Asked if he had expected the intervention to provide more benefit in a specific subgroup of patients, Scheenstra said it’s logical to think that the highest-risk patients—those with the most modifiable risk factors—would benefit the most.

“But what we've learned also from prehabilitation in other fields, like abdominal surgery and other surgery, is that the benefit seems to be across the board,” he said. “Of course, there's the marathon runner who is perfectly fit and mentally healthy who will not have benefit.”

With about 98% of patients having at least one modifiable risk factor, Scheenstra said the logical thing to do is “screen everyone and then decide together with the team and the patient whether you want to start a prehabilitation program . . . and if it might benefit you.”

One of the challenges with prehabilitation is balancing the advantages associated with the program against any potential risks with waiting to do the surgery. A tough question surgeons might have to ask, Scheenstra said, is: “Do we want to postpone the surgery for the benefits we might achieve with this?”

He was also asked about the potential for reducing obesity before surgery. While the advent of GLP-1 receptor agonists has now changed the conversation about cardiac surgery, that wasn’t necessarily the case when the trial was running, Scheenstra said. “We did not see any effect in this trial on BMI, for example,” he said. “We also cannot expect that with what we did.”

But he agreed that future trials should look at incorporating weight-loss medications into prehabilitation before cardiac surgery and see what effect they might have on outcomes.

Support for Surgical RCTs

Patrick Myers, MD (Lausanne University Hospitals, Switzerland), who serves as the secretary general of EACTS and co-moderated the session, told TCTMD the study is an example of “a high-quality, randomized controlled trial that's designed and run by surgeons to improve the outcomes of surgical patients.”

It’s been unusual in the past to see randomized controlled trials in surgery be presented at meetings like EACTS, much less be published in high-impact journals, Myers pointed out.

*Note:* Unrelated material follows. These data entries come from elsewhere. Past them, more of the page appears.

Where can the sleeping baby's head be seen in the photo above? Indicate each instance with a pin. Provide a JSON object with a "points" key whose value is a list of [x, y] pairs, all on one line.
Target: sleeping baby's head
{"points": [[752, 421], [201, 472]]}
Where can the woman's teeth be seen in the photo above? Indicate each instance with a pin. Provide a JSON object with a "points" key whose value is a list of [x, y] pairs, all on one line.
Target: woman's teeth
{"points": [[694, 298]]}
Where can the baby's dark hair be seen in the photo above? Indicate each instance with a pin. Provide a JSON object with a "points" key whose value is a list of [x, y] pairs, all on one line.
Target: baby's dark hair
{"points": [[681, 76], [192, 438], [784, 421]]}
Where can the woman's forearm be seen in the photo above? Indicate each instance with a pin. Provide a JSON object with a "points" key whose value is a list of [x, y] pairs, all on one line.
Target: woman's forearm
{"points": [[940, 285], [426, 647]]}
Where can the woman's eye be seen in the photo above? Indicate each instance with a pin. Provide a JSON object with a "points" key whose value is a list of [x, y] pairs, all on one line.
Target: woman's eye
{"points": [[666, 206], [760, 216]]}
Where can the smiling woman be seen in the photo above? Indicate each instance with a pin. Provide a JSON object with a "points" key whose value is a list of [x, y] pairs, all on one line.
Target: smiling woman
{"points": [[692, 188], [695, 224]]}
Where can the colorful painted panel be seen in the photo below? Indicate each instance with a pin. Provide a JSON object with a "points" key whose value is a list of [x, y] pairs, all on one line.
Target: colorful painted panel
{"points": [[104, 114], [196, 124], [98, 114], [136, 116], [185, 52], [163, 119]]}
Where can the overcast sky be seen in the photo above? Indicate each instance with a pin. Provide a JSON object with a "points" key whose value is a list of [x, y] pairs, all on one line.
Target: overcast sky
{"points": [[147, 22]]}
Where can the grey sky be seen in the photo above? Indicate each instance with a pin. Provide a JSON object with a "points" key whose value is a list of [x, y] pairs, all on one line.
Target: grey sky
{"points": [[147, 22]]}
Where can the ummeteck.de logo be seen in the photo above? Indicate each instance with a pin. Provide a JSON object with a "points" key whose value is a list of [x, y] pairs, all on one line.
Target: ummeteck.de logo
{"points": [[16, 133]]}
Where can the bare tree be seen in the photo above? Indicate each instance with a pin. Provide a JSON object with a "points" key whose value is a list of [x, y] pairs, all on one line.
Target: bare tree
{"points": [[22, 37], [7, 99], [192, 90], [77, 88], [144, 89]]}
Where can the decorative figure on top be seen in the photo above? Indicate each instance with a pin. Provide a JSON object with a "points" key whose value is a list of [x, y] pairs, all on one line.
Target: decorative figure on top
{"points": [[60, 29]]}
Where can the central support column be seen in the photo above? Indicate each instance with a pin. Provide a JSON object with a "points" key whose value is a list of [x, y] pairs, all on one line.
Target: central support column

Major cardiology conferences “all have joint sessions [with] the New England Journal of Medicine, JACC, Circulation, et cetera, and we don't have that in surgery, really. That hasn't been done until now. And here we have a submission that was considered to be of high enough quality to merit, first of all, being published in JACC, but also being published as a simultaneous publication,” he said. “It just shows the quality of the work that's being done here in Europe by our surgeons.”

The study findings are important for cardiologists, anesthetists, and intensivists to know about, Myers said, because it shows “how to optimize the patient profile before they get to the operation.”

Sources
Disclosures
  • The trial was supported by the department of cardiothoracic surgery at Maastricht University Medical Center, the Netherlands.
  • Scheenstra reports no relevant conflicts of interest.